Aynı şekilde Başbakan SPD'li Scholz, partisinin merkez sol kimliğine uygun olarak Yeşillerin, Türkiye ile ilişkilere ağır şekilde zarar verebilecek radikal hamlelerine geçit vermeyebilir. Bir başka deyişle, Merkel döneminde olduğu gibi Scholz da Türkiye ile ilişkileri kendi prensiplerine uygun olarak pragmatik bir zemine oturtabilir. Haliyle dışişleri bakanlığını Yeşillerin almış olması, Scholz'un etkisiz bir aktör olarak kalacağı anlamına gelmiyor. Tam tersine Almanya'da önemli dış politika kararlarını Şansölyenin vermesinden ötürü Scholz, Yeşiller kanadından Türkiye'ye yönelik gelebilecek hamleleri engelleyebilir.

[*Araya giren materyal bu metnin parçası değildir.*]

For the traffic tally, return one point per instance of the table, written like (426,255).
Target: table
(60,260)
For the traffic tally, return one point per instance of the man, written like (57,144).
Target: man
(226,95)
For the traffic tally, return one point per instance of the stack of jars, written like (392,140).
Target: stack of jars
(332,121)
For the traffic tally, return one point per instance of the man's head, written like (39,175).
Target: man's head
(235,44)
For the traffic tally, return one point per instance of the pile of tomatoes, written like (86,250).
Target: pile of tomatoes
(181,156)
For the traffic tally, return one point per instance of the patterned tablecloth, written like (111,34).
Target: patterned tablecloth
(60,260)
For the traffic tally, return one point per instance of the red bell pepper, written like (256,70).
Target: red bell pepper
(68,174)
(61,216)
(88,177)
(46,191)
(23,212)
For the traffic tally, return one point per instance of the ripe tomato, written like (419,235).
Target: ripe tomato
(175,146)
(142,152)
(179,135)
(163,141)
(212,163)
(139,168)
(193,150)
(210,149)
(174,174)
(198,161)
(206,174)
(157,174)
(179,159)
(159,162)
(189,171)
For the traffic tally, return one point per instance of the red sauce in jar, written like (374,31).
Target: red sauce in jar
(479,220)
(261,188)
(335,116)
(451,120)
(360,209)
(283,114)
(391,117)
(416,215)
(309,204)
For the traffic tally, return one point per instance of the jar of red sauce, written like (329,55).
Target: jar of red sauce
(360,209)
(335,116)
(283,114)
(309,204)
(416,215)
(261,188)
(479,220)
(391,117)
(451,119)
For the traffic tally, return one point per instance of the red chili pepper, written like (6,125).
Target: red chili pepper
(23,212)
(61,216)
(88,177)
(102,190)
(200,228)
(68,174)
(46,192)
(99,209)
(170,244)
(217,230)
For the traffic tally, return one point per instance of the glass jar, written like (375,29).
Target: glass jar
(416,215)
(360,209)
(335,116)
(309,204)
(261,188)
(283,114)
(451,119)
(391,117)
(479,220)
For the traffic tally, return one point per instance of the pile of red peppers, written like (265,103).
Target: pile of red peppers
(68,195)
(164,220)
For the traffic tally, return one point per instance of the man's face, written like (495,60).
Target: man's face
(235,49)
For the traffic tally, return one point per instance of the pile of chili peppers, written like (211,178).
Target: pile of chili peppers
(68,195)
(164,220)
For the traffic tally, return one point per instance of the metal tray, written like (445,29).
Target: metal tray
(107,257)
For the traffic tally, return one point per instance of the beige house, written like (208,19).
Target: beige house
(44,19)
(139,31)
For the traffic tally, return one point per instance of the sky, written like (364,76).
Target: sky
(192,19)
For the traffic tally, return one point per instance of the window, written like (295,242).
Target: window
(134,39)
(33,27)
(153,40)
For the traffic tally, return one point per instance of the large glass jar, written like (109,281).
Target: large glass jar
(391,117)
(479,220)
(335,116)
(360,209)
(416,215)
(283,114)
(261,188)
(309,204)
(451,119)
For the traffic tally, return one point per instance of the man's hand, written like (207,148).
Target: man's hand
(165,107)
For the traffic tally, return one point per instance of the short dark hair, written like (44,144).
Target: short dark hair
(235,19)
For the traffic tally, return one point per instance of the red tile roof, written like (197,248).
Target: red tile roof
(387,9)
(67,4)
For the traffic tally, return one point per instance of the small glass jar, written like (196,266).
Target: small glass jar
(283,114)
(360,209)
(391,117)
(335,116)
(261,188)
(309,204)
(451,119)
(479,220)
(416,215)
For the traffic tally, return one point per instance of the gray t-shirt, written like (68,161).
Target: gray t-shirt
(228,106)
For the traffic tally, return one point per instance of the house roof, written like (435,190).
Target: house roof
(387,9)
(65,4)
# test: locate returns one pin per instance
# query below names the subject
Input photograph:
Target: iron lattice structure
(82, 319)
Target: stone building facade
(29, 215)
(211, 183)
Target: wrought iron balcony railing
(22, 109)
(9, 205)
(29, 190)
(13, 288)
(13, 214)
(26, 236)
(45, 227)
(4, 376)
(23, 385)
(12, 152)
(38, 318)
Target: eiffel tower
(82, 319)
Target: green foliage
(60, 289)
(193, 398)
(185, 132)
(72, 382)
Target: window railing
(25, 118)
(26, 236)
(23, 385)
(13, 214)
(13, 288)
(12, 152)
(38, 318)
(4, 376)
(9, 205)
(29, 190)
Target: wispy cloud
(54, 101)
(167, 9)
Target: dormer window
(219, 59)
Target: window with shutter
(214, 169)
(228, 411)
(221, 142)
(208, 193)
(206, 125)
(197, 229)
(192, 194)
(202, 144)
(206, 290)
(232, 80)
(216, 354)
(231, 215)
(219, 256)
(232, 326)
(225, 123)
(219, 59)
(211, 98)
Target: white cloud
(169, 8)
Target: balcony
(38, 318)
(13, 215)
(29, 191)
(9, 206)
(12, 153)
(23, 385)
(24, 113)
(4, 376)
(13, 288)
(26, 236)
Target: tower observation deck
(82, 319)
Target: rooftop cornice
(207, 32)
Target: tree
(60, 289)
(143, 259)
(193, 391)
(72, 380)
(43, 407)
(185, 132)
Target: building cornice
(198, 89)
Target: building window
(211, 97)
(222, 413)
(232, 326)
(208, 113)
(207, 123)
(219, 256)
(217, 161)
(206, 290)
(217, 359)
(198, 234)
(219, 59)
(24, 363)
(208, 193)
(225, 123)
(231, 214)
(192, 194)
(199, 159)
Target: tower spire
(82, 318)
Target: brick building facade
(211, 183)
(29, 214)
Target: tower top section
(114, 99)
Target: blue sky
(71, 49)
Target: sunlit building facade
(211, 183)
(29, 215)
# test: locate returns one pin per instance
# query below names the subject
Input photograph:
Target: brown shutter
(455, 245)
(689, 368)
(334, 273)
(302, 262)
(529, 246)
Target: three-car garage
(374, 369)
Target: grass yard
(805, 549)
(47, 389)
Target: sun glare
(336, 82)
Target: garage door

Ayrıca, Başbakan Scholz ve Dışişleri Bakanı Baerbock, Türkiye ile ilişkilerin haricinde örneğin Rusya ile ilişkiler konusunda farklı görüşlere sahip. Buna göre Scholz, Rus doğal gazını Baltık Denizi üzerinden Almanya'ya ulaştıran Kuzey Akım 2 projesine destek veriyor. Baerbock ise trans-Atlantikçi bir yaklaşımdan hareket ederek, Almanya'nın geleneksel müttefikleriyle ilişkilerine ve çevreye zarar verdiği gerekçesiyle, projeye muhalif bir duruş sergiliyor. Bu nedenle başbakan ve dışişleri bakanı arasında her konuda uyum sağlanması mümkün olmadığı için Türkiye ile ilişkilerle ilgili nihai kararları Merkel döneminde olduğu gibi Scholz verecek. Bu durum, ikili ilişkilerdeki olası kötü senaryoların gerçekleşmesini engelleyecek önemli bir faktör olarak görülebilir.
Ezcümle Almanya'da üçlü koalisyon döneminde Türk-Alman ilişkilerinin, bugünkünden çok daha güçlü olmasını beklemek en azından mevcut durum itibariyle çok gerçekçi durmuyor.